"A yeere agone 'tad been a hanging matter
T'ave writ (nay, spoke) a word 'gainst little Will;
But now the times are chang'd, men scorne to flatter;
So much the worse for Canterbury still,
For if that truth come once to rule the roast,
No mar'le to see him tide up to a post.
"By wicked counsels faine he would have set
The Scots and us together by the eares;
A Patriark's place the Levite long'd to get,
To sit bith' Pope in one of Peter's chaires.
And having drunke so deepe of Babels cup,
Was it not time, d'ee think, to chaine him up?"
In these stanzas are roughly given the leading counts of the popular indictment against Archbishop Laud. Other prints present him to us in the Tower with a halter round his neck; and, again, we see him in a bird-cage, with the queen's Catholic confessor, the two being popularly regarded as birds of a feather. In another, a stout carpenter is holding Laud's nose to a grindstone, while the carpenter's boy turns the handle, and the archbishop cries for mercy:
"Such turning will soon deform my face;
Oh! I bleed, I bleed! and am extremely sore."

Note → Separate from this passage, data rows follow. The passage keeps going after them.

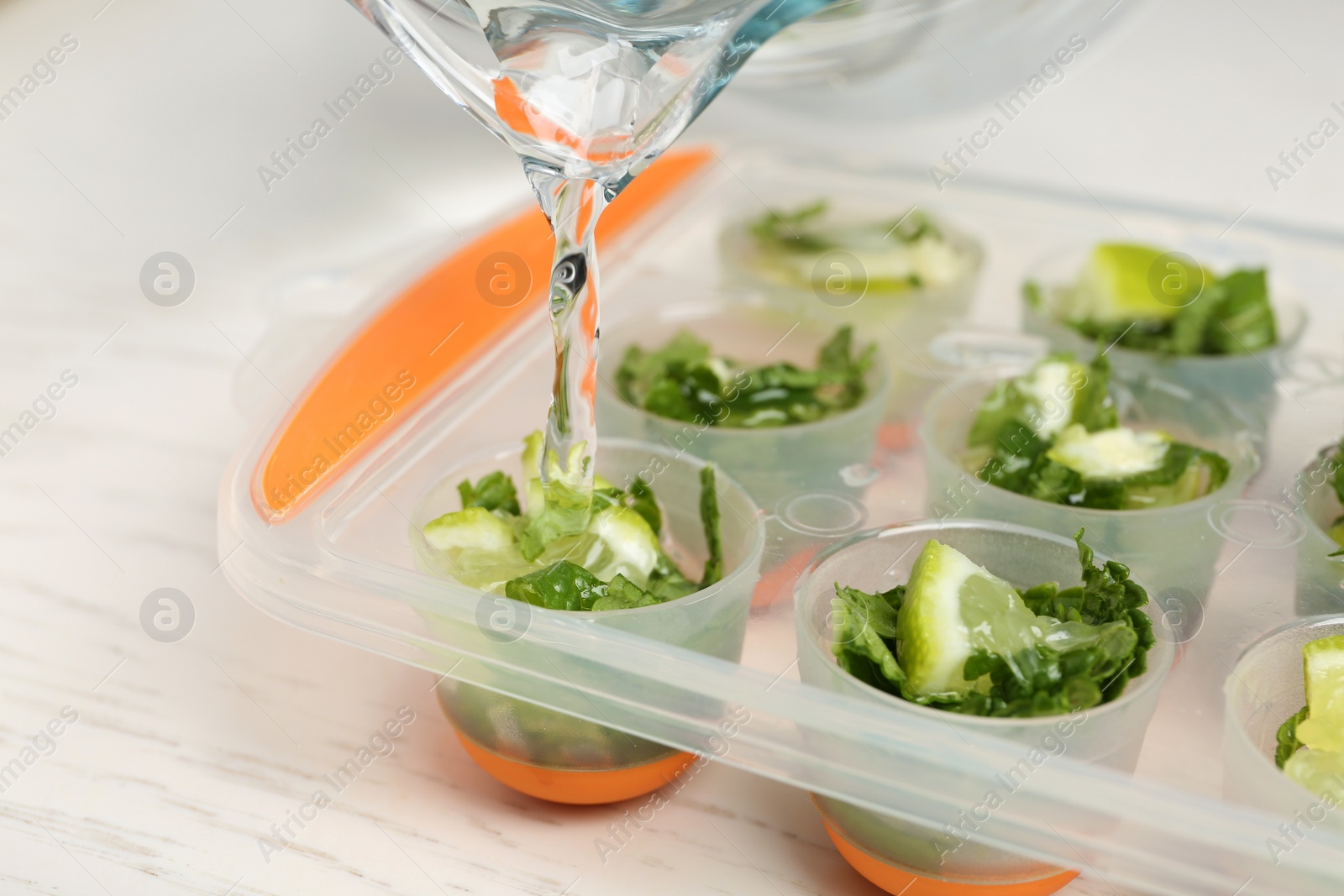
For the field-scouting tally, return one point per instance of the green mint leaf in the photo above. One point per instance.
(1288, 741)
(494, 492)
(711, 524)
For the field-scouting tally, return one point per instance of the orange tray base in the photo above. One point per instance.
(577, 788)
(900, 882)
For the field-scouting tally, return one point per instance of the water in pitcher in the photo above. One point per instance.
(588, 93)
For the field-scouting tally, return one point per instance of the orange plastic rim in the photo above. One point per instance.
(900, 882)
(427, 336)
(577, 788)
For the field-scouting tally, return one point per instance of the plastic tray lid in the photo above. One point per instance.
(289, 543)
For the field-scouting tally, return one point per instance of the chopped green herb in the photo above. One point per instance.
(494, 492)
(712, 528)
(1116, 300)
(564, 550)
(898, 254)
(1288, 741)
(683, 382)
(1053, 434)
(1037, 652)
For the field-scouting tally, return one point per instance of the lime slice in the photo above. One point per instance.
(953, 609)
(1323, 730)
(1319, 772)
(1109, 454)
(1115, 286)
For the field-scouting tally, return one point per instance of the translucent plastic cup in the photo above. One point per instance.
(891, 851)
(902, 322)
(1265, 689)
(559, 752)
(1250, 379)
(831, 454)
(1320, 578)
(1176, 547)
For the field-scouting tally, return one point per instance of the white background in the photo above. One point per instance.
(150, 140)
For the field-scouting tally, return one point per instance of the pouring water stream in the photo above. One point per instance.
(588, 93)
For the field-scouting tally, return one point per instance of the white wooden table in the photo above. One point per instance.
(185, 755)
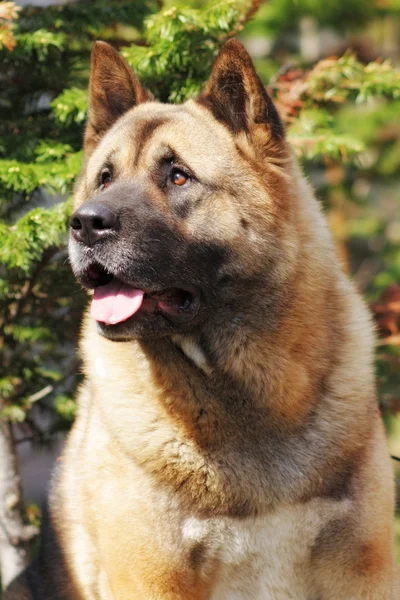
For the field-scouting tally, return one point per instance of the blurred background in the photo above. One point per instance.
(333, 69)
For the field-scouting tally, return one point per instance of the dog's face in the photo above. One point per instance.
(181, 211)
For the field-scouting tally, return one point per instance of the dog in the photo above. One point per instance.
(228, 443)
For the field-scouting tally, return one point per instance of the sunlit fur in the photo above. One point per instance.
(245, 457)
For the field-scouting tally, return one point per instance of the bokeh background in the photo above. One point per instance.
(333, 69)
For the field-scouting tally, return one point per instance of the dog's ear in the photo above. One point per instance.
(113, 90)
(235, 94)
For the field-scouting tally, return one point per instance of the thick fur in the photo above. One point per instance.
(238, 455)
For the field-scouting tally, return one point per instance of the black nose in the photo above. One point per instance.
(92, 222)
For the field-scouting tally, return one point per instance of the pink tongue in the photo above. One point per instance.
(115, 302)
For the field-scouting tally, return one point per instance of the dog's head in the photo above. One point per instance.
(182, 212)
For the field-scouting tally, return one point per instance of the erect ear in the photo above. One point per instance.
(236, 95)
(113, 90)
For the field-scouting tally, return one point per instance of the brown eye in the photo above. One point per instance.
(105, 179)
(179, 177)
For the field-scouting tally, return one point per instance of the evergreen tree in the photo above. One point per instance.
(44, 58)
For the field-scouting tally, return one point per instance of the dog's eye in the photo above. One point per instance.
(178, 177)
(105, 179)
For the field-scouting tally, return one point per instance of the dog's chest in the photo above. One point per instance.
(266, 558)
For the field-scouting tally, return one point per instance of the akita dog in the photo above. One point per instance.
(228, 444)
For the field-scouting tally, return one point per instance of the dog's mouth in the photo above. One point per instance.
(115, 301)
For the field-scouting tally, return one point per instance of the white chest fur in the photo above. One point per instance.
(265, 558)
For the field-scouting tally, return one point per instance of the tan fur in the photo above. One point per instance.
(245, 459)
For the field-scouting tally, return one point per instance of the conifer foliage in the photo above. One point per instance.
(44, 58)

But the carpenter reminds him that the various ears that he had caused to be cut off were quite as precious to their owners as his nose is to him. A Jesuit enters with a vessel of holy water with which to wash the extremely sore nose. One broadsheet represents Laud in consultation with his physician, who administers an emetic that causes him to throw off his stomach several heavy articles which had been troubling him for years. First, the "Tobacco Patent" comes up with a terrible wrench. As each article appears, the doctor and his patient converse upon it:
"Doctor. What's this? A book? Whosoever hath bin at church may exercise lawful recreations on Sunday. What's the meaning of this?
"Canterbury. 'Tis the booke for Pastimes on the Sunday, which I caused to be made. But hold! here comes something. What is it?
"Doctor. 'Tis another book. The title is, 'Sunday no Sabbath.' Did you cause this to be made also?
"Canterbury. No; Doctor Pocklington made it; but I licensed it.
"Doctor. But what's this? A paper 'tis; if I be not mistaken, a Star-Chamber order made against Mr. Prinne, Mr. Burton, and Dr. Bastwicke. Had you any hand in this?